Dana reviews Groom of Convenience (Scandalous Whispers of the Remmington Realm #1) by Vicktor Alexander (Published by Dreamspinner Press, October 17,2014, 300 pages)
Blurb: In an alternate universe, in the country of Angland, 1814, the gentry live lives of culture and class. It is a time of courtships, marriages of convenience, and titles, where scandal can ruin an entire family. Gender lines are blurred, and making a good match is of utmost importance. Children are born to men and women, which has led to the acceptance of same-sex marriages.
Lady Lucien Timothy Hawthorne is shocked and angry when he is betrothed against his will to Lord Heathcliff Eddington, III, the Duke of Pompinshire. While drowning his frustration at a popular gentleman’s club, he meets “Robert,” a gorgeous older man whom he sleeps with as “Timmy,” regardless of the potential damage to his reputation.
After their liaison, Lucien corresponds with Robert via letters left at Remmington, and they decide to elope. Before they can get away, Lucien meets his betrothed, Heathcliff, who he is surprised to discover is also his beloved, Robert. Both men desire a marriage of the heart, but they find out that sometimes a marriage of convenience can turn into love under the right circumstances. But Lucien has a secret, and Tlondon isn’t as safe as they once thought.
My review: This is probably one of the most complicated reviews I’ve ever written and even now as I type my thoughts are all over the place. This is the first historical m/m romance I’ve read, though historical is a loose description, because it takes place in a sort of parallel universe. The time in this universe resembles the regency period in our world. The author changed ever so slightly the names of locations and countries in order to create this world. It is also the first m-preg book I’ve read.
I wasn’t sure how this would actually work reading just the blurb, but the author did a good job explaining most things for me in the author’s note, the story, and cast/glossary segment at the end. I have to tell you the process of giving birth for a male sounds quite painful. In this world there are some males who are born with male genitalia but the inside reproductive organs were female and some females born with womanly organs outside but produce sperm that can impregnate either females or males that have a uterus. I was left wondering why males who had the female reproductive organs still had testes, since they were not able to impregnate other women and didn’t produce “seed.” I also wondered where the semen producing organs were housed inside a female with internal male reproductive organs.

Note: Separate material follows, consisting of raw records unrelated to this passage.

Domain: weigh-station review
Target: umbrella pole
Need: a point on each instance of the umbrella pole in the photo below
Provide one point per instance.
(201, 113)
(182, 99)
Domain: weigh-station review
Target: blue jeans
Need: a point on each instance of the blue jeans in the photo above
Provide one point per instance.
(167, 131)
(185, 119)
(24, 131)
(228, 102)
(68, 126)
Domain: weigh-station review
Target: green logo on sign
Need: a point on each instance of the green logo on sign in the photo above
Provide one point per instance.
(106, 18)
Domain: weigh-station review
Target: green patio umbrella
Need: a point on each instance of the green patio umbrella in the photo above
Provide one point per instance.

I am aware that my questions are probably confusing to someone who hasn’t read this, but female and male children are born with the correct outside physical characteristics that make them female and male. However based on the internal organs they are classified as women and men. For instance the main character Lucien is physically a male, internally a woman. He holds the title of Lady but is referred to as him and called son by his parents. The opposite occurs for females that have internal male organs. They are she, but they are Lords and Dukes if so titled, and familial references are daughter and sister. I’ll admit it could get very confusing, the author does say that the first names of these characters is really important when keeping everything straight, in a manner of speaking. I did catch on fairly easy but I noticed a few discrepancies in the character introductions like a male woman being referred to His Grace, and Her Grace, though I’m sure only one of those is correct.

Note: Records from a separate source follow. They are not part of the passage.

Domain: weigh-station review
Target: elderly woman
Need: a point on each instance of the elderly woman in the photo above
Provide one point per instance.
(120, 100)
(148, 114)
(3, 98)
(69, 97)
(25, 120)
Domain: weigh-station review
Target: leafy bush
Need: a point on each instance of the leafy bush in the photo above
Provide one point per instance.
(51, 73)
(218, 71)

Now that I finished setting up the situation, I have to say that I really liked this book. Before I read m/m romance, and new adult romances before that, I used to read historical romances, many of them set in the regency period. I feel the author hit the nail on the head with his take on regency times in this alternate reality. The ton of England or Angland in this case and all it’s rules and hypocricies. It felt sort of like coming home when reading this book because of my previous love of historical romances. Lucien, a male woman was treated like female women are, and like women are in regency romances; protected, less educated, and expected to be dutiful. Heath, like many men in historical romances, is an alpha sort of male. He is strong and a real man’s man to the people in society around him, but once he meets the female or male woman that captures his heart, there is no end to the things they would do to keep their mate happy and safe.

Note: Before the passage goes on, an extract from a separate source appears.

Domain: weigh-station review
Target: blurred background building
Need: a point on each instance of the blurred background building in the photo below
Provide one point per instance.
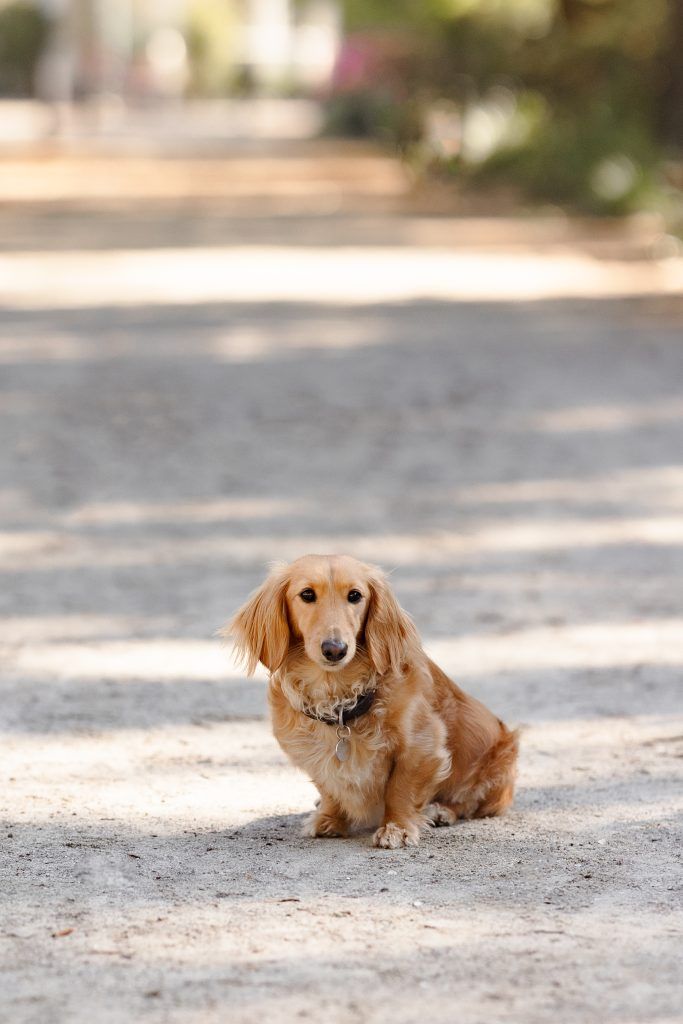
(574, 101)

It really is a sweet read, and the characters had great chemistry. I liked my first m-preg read and found myself loving the idea of a male’s body becoming rounded from the life he is carrying, and not just because of too many six-packs. It didn’t necessarily seem like a m/m romance because of the male woman’s sort of delicate nature and slighter stature compared to the male man. But then again, there are effeminate males in today’s society. I thought it was great that the author wrote this in mind that there is not just gay and straight, female and male. The story was written to shed light on transgenders, intersex, and a few other colors of the LGBT rainbow that aren’t often discussed. I find myself really looking forward to another story set in this universe. Perhaps my remaining questions will be answered, but even if they are not, I believe it will be a sweet romance.